Prendre en compte les facteurs ESG pour évaluer les emprunts souverains des marchés émergents

La solvabilité d’un pays dépend fondamentalement de sa compétitivité et de sa capacité à entretenir une croissance économique durable à long terme. Pour en juger, les investisseurs examinent généralement toute une série de variables macroéconomiques, parmi lesquelles la dette publique, l’inflation, le déficit budgétaire et la balance des paiements courants. Combinés aux éléments politiques et de gouvernance, ces facteurs jouent un rôle indispensable dans le développement économique, ainsi que dans la capacité et dans la volonté d’un pays à rembourser ses dettes.

Cette capacité à assurer une croissance économique durable dépend en outre de facteurs socio-économiques, tels que le niveau des inégalités, l’éducation, le système de santé, la qualité des infrastructures ou l’environnement, ainsi que de contraintes de ressources. Des faiblesses institutionnelles et des problèmes sociaux peuvent amplifier les vulnérabilités macroéconomiques.

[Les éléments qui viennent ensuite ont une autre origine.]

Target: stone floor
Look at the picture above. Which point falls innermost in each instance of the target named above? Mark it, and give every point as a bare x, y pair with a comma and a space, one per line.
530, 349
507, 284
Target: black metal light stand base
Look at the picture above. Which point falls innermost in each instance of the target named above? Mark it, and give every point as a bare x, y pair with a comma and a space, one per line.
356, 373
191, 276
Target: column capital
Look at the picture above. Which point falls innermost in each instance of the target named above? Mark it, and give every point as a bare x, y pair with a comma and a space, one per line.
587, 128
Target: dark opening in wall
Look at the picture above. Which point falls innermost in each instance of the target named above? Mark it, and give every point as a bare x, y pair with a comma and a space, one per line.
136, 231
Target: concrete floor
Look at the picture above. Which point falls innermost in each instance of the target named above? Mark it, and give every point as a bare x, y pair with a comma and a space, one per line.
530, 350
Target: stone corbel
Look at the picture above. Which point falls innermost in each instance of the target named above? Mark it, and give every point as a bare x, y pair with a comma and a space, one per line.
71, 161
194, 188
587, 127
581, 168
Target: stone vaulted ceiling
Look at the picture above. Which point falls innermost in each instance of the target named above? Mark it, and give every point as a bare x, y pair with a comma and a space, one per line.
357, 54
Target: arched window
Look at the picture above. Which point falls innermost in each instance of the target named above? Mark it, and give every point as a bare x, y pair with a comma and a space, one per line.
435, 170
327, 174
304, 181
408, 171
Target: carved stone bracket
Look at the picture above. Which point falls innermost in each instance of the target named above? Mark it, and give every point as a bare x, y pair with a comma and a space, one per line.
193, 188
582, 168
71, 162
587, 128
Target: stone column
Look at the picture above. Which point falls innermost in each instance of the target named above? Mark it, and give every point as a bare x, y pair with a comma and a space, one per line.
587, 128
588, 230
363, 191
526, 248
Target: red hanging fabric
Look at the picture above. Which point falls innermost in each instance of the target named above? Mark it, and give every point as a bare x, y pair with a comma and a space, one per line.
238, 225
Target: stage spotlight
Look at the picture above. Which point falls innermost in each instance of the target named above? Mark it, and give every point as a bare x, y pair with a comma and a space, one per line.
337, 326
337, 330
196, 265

C’est pourquoi nous estimons qu’il peut être judicieux de prendre en compte les dimensions sociales, environnementales, de gouvernance et politiques (ESGP) pour évaluer la solvabilité d’un émetteur souverain dans une approche plus globale.

Dans cette étude, nous nous penchons sur les facteurs ESGP susceptibles d’agir soit comme catalyseurs, soit comme obstacles au développement économique. Bien souvent, les facteurs socio-économiques sont interconnectés et se renforcent mutuellement. La médiocrité des systèmes scolaires ou de santé peut creuser les inégalités et entraver la croissance économique, ce qui finira par menacer la stabilité politique. L’absence de volonté, ou la difficulté, de s’attaquer aux défis sociaux et environnementaux peut faire naître des obstacles majeurs pour la croissance à long terme. Par exemple, après des années de développement industriel fulgurant, la pollution croissante de l’air, de l’eau et des sols pourrait devenir une contrainte pour la croissance future du PIB chinois1.

À l’inverse, les pays affichant de bonnes performances en termes d’ESGP devraient mieux résister aux chocs exogènes tels que les catastrophes naturelles, les crises financières ou l’instabilité géopolitique.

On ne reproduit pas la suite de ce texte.